Firefly luciferase is homologous to fatty acyl-CoA synthetases. We hypothesized that the firefly luciferase substrate d-luciferin and its analogs are fatty acid mimics that are ideally suited to probe the chemistry of enzymes that release fatty acid products. Here, we synthesized luciferin amides and found that these molecules are hydrolyzed to substrates for firefly luciferase by the enzyme fatty acid amide hydrolase (FAAH). In the presence of luciferase, these molecules enable highly sensitive and selective bioluminescent detection of FAAH activity in vitro, in live cells, and in vivo. The potency and tissue distribution of FAAH inhibitors can be imaged in live mice, and luciferin amides serve as exemplary reagents for greatly improved bioluminescence imaging in FAAH-expressing tissues such as the brain.

Beyond D-luciferin: expanding the scope of bioluminescence imaging in vivo.
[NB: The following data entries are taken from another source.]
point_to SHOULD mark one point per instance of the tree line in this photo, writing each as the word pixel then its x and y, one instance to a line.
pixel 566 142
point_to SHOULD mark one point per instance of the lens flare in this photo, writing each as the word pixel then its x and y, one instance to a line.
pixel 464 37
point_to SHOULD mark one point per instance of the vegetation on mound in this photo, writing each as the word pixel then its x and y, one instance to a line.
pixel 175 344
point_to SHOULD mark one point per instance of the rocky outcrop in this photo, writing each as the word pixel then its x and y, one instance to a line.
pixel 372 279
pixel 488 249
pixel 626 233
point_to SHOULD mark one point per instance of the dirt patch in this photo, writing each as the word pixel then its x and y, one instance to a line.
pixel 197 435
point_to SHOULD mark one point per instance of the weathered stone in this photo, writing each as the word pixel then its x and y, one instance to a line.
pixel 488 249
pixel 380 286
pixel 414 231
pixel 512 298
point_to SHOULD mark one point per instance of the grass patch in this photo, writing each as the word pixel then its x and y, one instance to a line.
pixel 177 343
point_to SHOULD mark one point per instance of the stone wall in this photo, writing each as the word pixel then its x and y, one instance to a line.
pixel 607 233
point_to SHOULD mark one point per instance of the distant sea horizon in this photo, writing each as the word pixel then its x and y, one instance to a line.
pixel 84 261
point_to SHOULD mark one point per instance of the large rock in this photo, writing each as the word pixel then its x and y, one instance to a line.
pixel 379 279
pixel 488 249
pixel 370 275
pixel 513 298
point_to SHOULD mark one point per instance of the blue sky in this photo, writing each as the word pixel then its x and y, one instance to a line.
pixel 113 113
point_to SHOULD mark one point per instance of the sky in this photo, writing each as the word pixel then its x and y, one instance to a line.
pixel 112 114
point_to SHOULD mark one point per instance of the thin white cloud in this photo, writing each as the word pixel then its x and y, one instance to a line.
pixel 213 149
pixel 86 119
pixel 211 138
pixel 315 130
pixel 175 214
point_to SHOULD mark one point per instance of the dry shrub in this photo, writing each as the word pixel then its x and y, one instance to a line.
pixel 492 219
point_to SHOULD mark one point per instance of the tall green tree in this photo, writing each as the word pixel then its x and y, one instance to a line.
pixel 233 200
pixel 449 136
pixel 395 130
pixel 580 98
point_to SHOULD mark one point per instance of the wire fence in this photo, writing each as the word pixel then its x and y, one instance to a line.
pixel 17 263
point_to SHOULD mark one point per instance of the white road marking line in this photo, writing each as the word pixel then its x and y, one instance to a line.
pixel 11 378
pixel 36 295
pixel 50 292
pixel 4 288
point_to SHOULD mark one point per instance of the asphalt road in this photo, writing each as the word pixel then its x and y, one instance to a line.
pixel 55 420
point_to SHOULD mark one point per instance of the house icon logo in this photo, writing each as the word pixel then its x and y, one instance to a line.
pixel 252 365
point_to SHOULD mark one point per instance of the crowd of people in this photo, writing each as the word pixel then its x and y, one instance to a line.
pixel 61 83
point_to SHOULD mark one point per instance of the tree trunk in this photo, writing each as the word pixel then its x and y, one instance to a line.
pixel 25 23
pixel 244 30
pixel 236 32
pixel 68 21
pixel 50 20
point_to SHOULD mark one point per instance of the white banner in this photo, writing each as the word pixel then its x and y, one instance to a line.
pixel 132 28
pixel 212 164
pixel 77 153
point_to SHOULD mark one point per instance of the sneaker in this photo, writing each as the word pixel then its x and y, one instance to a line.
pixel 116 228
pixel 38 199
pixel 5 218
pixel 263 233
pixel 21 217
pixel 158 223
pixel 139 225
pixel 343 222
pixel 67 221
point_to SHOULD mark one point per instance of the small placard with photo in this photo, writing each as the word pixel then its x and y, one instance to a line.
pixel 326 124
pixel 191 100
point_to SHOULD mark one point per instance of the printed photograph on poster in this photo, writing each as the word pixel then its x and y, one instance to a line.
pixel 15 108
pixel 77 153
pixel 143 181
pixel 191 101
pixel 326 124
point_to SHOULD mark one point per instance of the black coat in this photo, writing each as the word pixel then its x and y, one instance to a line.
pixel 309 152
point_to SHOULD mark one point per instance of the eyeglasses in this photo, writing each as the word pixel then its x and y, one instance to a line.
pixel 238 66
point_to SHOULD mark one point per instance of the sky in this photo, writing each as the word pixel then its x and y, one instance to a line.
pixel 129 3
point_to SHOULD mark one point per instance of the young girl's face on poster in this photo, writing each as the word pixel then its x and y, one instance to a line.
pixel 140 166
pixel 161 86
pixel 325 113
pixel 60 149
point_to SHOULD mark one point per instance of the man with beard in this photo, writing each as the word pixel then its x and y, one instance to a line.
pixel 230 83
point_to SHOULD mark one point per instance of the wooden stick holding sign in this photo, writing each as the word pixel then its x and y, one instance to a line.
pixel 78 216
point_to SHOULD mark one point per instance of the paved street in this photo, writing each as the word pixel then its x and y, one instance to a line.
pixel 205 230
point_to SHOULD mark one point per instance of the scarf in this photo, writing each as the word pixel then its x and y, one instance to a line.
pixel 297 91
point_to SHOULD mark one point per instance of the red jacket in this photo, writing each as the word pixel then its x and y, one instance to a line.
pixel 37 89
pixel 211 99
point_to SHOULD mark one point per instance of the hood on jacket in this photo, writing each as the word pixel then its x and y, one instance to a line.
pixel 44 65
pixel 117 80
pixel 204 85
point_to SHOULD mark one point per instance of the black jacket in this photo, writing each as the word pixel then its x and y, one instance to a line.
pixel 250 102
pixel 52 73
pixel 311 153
The light-emitting chemical reaction catalyzed by the enzyme firefly luciferase is widely used for noninvasive imaging in live mice. However, photon emission from the luciferase is crucially dependent on the chemical properties of its substrate, D-luciferin. In this review, we describe recent work to replace the natural luciferase substrate with synthetic analogs that extend the scope of bioluminescence imaging.

A synthetic luciferin improves bioluminescence imaging in live mice.

Firefly luciferase is the most widely used optical reporter for noninvasive bioluminescence imaging (BLI) in rodents. BLI relies on the ability of the injected luciferase substrate D-luciferin to access luciferase-expressing cells and tissues within the animal. Here we show that injection of mice with a synthetic luciferin, CycLuc1, improves BLI with existing luciferase reporters and enables imaging in the brain that could not be achieved with D-luciferin.